Annual Meeting, 1915, N.E. Iowa Horticultural Society.

C. E. SNYDER, PRESTON, DELEGATE

Your delegate arrived at Decorah at nine-thirty, Wednesday, November seventeenth. Full accommodations offered by the Winneshiek Hotel made the trip complete and homelike to delegates and members.

The convention was held in the old Marsh Hall, a very suitable place, offering ample room with all necessary accommodations for such a gathering.

Decorations showed much time and skill, resulting in a beautiful display of shrubbery-boughs, evergreen, etc.

The area of a table about one hundred feet long and six feet wide, running through the center of the hall, contained a great variety of apples surprising for this season. Many, including C.H. True, of Clayton county, proved themselves successful orchardists.

[Ill.u.s.tration: Mr. C. E. Snyder, Preston.]

On various other tables large displays of agriculture, apiary, greenhouse and garden products completed the harmonizing of horticulture, floriculture and agriculture, including mentioned decorations appearing as a striking feature and an encouragement to the cause.

The meeting was called to order shortly after ten o'clock by President Geo. S. Woodruff. The mingling of many instructive papers with humorous selections and music proved the program well arranged. Same carried out very successfully held the interest of a not large but fair attendance throughout. A paper and address by Wesley Greene, of Des Moines, should have reached the ears of every Iowa and Minnesota citizen. A striking selection on "The Tree," by J. A. Nelson, was descriptive, instructive, humorous and poetic.

A topic of great interest was the everbearing strawberry, which persistently bobbed up every now and then in interesting discussion.

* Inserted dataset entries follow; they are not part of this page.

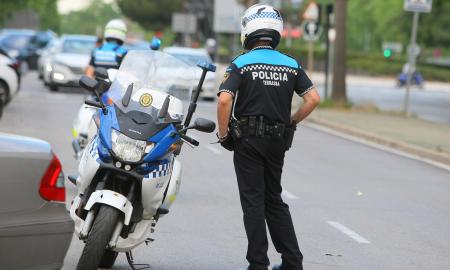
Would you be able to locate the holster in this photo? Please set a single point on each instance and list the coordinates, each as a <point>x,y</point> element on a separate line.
<point>235,129</point>
<point>289,133</point>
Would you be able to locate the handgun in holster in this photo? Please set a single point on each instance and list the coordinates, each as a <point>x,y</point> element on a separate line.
<point>290,131</point>
<point>235,129</point>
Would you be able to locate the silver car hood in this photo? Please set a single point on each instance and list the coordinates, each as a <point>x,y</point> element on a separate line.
<point>72,59</point>
<point>20,144</point>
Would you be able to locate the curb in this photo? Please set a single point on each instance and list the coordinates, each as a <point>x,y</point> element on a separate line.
<point>435,156</point>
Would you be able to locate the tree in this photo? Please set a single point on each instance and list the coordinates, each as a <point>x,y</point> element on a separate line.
<point>46,10</point>
<point>151,15</point>
<point>89,20</point>
<point>339,94</point>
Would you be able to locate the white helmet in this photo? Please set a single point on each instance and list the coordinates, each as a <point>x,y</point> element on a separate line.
<point>261,22</point>
<point>116,29</point>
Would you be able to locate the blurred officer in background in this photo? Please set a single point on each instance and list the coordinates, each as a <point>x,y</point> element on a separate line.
<point>254,116</point>
<point>111,53</point>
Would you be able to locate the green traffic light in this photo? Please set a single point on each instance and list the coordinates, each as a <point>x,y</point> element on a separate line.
<point>387,53</point>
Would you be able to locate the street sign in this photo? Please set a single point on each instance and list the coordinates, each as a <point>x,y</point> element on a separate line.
<point>184,23</point>
<point>227,16</point>
<point>311,30</point>
<point>418,5</point>
<point>396,47</point>
<point>312,12</point>
<point>414,50</point>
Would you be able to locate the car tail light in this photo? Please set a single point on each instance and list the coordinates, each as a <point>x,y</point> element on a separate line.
<point>52,183</point>
<point>15,65</point>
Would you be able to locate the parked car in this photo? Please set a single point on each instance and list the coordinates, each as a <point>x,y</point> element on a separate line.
<point>13,41</point>
<point>193,56</point>
<point>137,44</point>
<point>45,60</point>
<point>35,227</point>
<point>9,80</point>
<point>33,50</point>
<point>70,60</point>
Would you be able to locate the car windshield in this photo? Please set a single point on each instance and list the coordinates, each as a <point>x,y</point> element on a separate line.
<point>149,79</point>
<point>15,41</point>
<point>191,59</point>
<point>78,46</point>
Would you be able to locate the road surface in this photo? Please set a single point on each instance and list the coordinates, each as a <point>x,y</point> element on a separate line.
<point>354,207</point>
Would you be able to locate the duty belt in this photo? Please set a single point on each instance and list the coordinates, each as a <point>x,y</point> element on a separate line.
<point>259,126</point>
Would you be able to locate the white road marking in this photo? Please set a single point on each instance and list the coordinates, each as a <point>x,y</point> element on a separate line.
<point>345,230</point>
<point>288,195</point>
<point>214,149</point>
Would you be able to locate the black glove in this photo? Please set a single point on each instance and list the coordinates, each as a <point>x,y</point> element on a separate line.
<point>227,142</point>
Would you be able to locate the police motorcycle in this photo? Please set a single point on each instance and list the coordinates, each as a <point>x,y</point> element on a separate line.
<point>83,121</point>
<point>129,174</point>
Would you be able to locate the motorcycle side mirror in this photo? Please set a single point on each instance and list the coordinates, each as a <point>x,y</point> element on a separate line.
<point>101,73</point>
<point>155,44</point>
<point>88,83</point>
<point>204,125</point>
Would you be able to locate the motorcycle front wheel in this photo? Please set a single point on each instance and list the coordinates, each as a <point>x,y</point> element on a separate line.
<point>98,238</point>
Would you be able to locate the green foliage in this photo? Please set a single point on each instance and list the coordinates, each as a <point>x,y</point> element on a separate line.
<point>46,9</point>
<point>90,20</point>
<point>372,22</point>
<point>151,15</point>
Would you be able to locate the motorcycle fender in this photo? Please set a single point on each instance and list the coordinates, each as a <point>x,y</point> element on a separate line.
<point>112,199</point>
<point>174,185</point>
<point>88,166</point>
<point>78,222</point>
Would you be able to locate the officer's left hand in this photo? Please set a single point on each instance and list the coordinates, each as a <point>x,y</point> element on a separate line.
<point>227,142</point>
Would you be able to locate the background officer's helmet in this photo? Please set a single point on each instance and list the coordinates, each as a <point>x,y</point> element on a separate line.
<point>116,29</point>
<point>261,22</point>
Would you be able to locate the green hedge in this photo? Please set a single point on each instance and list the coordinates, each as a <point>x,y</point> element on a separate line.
<point>371,64</point>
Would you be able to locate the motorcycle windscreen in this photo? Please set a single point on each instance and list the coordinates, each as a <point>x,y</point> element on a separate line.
<point>154,83</point>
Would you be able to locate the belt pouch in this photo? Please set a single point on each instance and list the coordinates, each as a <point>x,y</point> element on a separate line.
<point>260,127</point>
<point>290,131</point>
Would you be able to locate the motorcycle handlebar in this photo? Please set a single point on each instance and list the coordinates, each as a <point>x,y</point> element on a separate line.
<point>189,139</point>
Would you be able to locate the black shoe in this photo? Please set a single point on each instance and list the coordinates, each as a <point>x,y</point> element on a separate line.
<point>277,267</point>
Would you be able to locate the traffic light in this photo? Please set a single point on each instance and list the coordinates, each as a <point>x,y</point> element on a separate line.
<point>387,53</point>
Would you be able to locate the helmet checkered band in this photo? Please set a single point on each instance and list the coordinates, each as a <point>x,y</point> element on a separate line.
<point>271,15</point>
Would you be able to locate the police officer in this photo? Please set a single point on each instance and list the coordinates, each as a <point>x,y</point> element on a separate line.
<point>111,53</point>
<point>256,94</point>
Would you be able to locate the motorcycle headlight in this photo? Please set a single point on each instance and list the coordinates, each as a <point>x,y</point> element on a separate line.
<point>129,149</point>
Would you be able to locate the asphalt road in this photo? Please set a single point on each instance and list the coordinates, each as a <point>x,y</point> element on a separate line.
<point>428,105</point>
<point>354,207</point>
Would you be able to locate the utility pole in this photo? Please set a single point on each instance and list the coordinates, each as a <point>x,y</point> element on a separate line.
<point>328,11</point>
<point>411,62</point>
<point>339,94</point>
<point>415,6</point>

Brother Gardner, with his practical experience, was right at hand, a leader and authority on this fruit. Clarence Wedge, who always contended that the Progressive was away ahead of all others, was endorsed by every man that grew them in this convention, by a vote on merit of varieties.

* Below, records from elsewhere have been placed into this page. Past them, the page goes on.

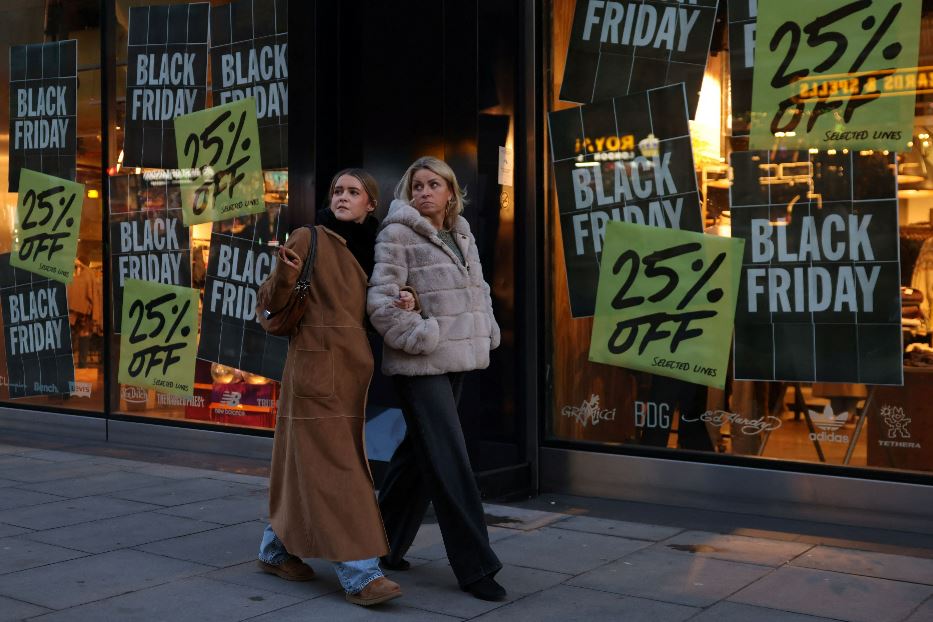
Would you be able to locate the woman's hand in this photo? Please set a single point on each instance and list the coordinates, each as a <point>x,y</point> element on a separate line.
<point>405,301</point>
<point>289,257</point>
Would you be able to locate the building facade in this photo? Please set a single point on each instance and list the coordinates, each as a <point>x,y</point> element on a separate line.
<point>801,417</point>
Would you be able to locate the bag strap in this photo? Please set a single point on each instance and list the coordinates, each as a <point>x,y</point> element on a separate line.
<point>304,279</point>
<point>307,269</point>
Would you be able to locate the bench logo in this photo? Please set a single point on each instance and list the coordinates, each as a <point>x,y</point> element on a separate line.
<point>589,413</point>
<point>828,423</point>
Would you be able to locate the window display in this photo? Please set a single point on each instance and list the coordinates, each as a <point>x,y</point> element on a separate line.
<point>831,336</point>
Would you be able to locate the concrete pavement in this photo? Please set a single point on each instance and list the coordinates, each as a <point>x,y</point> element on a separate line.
<point>86,533</point>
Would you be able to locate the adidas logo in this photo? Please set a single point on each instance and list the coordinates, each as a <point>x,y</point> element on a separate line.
<point>828,423</point>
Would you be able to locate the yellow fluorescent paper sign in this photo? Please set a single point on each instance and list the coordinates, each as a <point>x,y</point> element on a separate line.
<point>666,302</point>
<point>836,74</point>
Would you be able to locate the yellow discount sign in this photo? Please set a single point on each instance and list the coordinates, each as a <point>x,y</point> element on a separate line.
<point>666,302</point>
<point>836,74</point>
<point>220,146</point>
<point>48,216</point>
<point>159,340</point>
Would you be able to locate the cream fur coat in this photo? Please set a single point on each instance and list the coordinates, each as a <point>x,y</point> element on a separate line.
<point>456,329</point>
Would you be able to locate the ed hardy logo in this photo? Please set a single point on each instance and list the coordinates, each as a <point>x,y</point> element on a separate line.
<point>897,422</point>
<point>589,412</point>
<point>828,423</point>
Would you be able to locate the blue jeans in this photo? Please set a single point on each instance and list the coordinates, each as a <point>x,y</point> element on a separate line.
<point>354,576</point>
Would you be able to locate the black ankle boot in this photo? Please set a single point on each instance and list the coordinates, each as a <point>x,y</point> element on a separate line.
<point>401,564</point>
<point>486,589</point>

Reports from the different districts showed a heavy rainfall throughout the season, resulting in rust and scab. Sprayed orchards showed better results than others. Small fruits were abundant and good.

Shortly after four o'clock Wednesday afternoon automobiles drew up and took delegates and members over beautiful Decorah, stopping at Symond's greenhouses, and on through the most beautiful park in this section, then to the palatial residence of John Harter, where a very bountiful banquet was enjoyed.

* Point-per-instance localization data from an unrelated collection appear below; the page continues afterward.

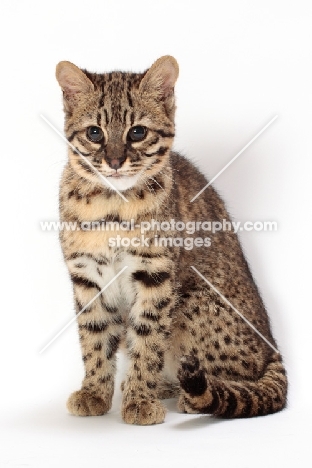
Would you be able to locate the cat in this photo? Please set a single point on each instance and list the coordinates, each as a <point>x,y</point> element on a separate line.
<point>183,339</point>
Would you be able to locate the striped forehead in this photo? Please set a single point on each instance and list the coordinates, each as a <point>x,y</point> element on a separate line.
<point>116,91</point>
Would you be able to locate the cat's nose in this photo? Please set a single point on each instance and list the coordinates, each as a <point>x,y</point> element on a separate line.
<point>116,163</point>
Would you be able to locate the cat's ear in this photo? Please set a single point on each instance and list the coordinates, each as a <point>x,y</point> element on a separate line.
<point>160,79</point>
<point>73,82</point>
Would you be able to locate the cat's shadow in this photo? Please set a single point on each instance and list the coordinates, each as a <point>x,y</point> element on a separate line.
<point>194,421</point>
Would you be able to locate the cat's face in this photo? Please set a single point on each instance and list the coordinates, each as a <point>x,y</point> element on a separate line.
<point>122,124</point>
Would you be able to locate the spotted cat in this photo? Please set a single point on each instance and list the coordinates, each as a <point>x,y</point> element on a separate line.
<point>147,292</point>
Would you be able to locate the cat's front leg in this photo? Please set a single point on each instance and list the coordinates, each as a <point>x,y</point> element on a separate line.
<point>148,334</point>
<point>100,328</point>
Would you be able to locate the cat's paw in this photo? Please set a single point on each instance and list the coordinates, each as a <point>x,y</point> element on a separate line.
<point>143,412</point>
<point>192,378</point>
<point>83,403</point>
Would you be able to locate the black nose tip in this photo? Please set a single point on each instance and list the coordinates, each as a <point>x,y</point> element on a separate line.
<point>116,163</point>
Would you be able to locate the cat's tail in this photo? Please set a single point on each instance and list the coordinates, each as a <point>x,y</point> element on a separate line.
<point>229,398</point>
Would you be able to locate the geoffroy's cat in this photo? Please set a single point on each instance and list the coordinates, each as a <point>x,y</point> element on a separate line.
<point>139,291</point>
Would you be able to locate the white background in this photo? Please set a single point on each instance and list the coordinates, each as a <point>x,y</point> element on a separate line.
<point>241,63</point>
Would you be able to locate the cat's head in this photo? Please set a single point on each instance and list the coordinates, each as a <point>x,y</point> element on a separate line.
<point>122,124</point>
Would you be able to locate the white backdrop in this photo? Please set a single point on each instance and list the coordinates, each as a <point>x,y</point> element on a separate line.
<point>241,63</point>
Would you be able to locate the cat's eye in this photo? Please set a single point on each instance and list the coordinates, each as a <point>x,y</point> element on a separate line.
<point>95,134</point>
<point>137,133</point>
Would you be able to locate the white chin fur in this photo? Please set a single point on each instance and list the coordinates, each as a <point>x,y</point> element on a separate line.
<point>124,183</point>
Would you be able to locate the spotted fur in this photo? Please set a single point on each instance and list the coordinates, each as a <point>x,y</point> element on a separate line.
<point>182,339</point>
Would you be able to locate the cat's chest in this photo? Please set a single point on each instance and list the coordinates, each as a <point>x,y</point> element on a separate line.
<point>113,276</point>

During convention Secretary Black's and Treasurer True's reports showed the society in flourishing condition.

All officers were re-elected, place of next meeting to be chosen later by the executive committee.

HANDLING RASPBERRIES.--In 1911 the Government investigators made comparative tests of the keeping qualities of carefully handled raspberries and commercially handled raspberries. Several lots of each kind were held in an ice car for varying periods and then examined for the percentage of decay. Other lots were held a day after being withdrawn from the refrigerator car and then examined. The results are most significant.

After 4 days in the ice car it was found that the carefully handled berries showed only 0.4 per cent. decay, while the commercially handled fruit had 4.6 per cent. After 8 days in the car the difference was vastly greater. The carefully handled fruit showed only 2.2 per cent.

decay, but with the commercially handled this percentage had risen to 26.7, or more than one-quarter of the entire shipment. When the fruit was examined a day after it had been taken out of the ice car, the evidence was equally strong in favor of careful handling. Carefully handled fruit that had remained 4 days in the car was found a day after its withdrawal to show only 1 per cent. of decay against 17.5 per cent.

in commercially handled berries. Carefully handled fruit left in the car 8 days, and then held one day, showed only 8.1 per cent. of decay as against 47.6 per cent. in commercially handled fruit.